100 years ago in Spokane: Police accuse pastor’s daughter of ‘leading a double life’

A woman accused of prostitution told Spokane police she used the proceeds to pay for business school, The Spokesman-Review reported on May 12, 1916. (The Spokesman-Review)
Jim Kershner

From our archives, 100 years ago

Police arrested a “pretty girl” named Martha “Bobbie” Tonjes at the St. Clair Hotel and accused her of “leading a double life.”

By day, Martha was a diligent student at the Northwestern Business College. By night, she was “entertaining young men students” from the college and numerous prominent businessmen.
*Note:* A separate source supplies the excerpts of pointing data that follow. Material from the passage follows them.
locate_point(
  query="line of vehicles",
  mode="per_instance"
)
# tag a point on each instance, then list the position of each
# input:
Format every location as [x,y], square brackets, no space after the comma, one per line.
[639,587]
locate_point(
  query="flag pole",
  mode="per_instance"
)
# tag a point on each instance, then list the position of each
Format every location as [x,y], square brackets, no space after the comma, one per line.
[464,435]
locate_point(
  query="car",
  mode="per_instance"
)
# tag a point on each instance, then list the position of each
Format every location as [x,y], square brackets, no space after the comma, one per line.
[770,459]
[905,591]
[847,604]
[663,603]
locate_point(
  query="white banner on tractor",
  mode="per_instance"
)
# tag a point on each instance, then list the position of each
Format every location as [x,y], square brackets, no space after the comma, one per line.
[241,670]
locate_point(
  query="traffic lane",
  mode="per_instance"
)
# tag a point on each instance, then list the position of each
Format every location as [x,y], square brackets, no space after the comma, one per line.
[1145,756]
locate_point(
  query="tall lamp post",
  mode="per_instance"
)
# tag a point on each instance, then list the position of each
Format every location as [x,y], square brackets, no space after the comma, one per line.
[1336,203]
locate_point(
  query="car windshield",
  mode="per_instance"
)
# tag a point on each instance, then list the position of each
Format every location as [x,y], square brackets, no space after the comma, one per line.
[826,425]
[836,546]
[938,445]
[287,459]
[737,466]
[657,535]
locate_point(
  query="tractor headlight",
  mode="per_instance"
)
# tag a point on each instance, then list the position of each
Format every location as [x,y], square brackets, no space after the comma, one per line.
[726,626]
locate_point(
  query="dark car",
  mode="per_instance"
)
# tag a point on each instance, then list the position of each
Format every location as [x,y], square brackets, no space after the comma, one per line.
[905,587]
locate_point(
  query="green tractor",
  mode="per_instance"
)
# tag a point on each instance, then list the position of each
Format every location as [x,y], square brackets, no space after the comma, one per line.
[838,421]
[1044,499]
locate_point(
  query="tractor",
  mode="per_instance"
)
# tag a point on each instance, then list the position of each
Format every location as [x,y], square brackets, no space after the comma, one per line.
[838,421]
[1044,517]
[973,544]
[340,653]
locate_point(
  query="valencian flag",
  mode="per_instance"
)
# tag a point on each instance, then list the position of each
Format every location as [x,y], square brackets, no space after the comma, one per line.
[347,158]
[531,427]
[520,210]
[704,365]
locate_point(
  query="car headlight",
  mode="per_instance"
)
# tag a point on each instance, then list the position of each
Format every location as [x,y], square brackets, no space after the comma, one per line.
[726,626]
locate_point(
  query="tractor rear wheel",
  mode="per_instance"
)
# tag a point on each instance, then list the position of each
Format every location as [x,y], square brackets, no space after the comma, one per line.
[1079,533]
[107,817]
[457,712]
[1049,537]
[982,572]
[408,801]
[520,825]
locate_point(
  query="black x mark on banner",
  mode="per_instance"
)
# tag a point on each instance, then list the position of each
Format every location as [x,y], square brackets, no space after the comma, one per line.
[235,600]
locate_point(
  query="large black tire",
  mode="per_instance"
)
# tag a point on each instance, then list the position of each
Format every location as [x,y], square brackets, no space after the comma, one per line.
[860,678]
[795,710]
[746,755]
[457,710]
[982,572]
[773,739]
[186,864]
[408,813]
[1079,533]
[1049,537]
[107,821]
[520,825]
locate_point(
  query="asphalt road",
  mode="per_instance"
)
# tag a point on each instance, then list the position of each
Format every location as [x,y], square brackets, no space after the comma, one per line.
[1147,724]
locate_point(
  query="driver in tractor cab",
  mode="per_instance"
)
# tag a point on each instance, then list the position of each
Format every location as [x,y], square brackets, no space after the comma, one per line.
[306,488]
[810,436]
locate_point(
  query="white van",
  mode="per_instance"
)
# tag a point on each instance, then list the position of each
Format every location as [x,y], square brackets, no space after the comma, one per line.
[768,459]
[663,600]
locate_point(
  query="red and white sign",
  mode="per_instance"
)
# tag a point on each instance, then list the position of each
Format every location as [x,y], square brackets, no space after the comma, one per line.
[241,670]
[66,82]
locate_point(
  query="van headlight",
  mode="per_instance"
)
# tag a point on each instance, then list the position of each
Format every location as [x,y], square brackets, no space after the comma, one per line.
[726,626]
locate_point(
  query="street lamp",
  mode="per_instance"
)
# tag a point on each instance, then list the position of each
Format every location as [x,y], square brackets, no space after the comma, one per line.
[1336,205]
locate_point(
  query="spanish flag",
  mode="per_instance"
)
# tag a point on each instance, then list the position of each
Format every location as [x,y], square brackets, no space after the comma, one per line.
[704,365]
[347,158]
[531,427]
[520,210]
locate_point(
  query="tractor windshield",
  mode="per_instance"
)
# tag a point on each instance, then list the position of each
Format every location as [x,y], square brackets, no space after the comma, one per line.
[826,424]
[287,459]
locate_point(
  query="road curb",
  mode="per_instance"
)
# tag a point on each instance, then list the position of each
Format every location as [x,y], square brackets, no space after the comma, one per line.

A police captain called her story “almost unbelievable.” He said she admitted that she had made “acquaintance” with many Spokane businessmen and that the money she earned in that way “went toward her education.” She told officers she was the daughter of a Lutheran pastor in Lenburg, Ill.

The officers reported that “she was paying $6 a week for her room, had a private telephone and was wearing costly dresses and jewelry,” all of which they apparently found suspicious.

The police captain did not buy her story about her educational aspirations. He believed “her student activities were but a dodge to get acquainted with young men students.”

Martha was arrested on vagrancy charges – a common charge for those suspected of prostitution – and held on $250 bail.

From the police beat: Numerous citizens, including Mayor Charles Fleming, were upset at what the mayor called “the most inexcusable blunder that has occurred in the police department” during his tenure.

They were upset over an incident a week earlier in which two undercover officers waited in the shadows of a building to catch a streetcar bandit. Instead of catching him, they let the bandit get away and take two streetcar men with him as human shields.

The officers said they held their fire for fear of shooting the streetcar men. The streetcar men disputed that and accused the officers of blowing their chance of arresting the bandit.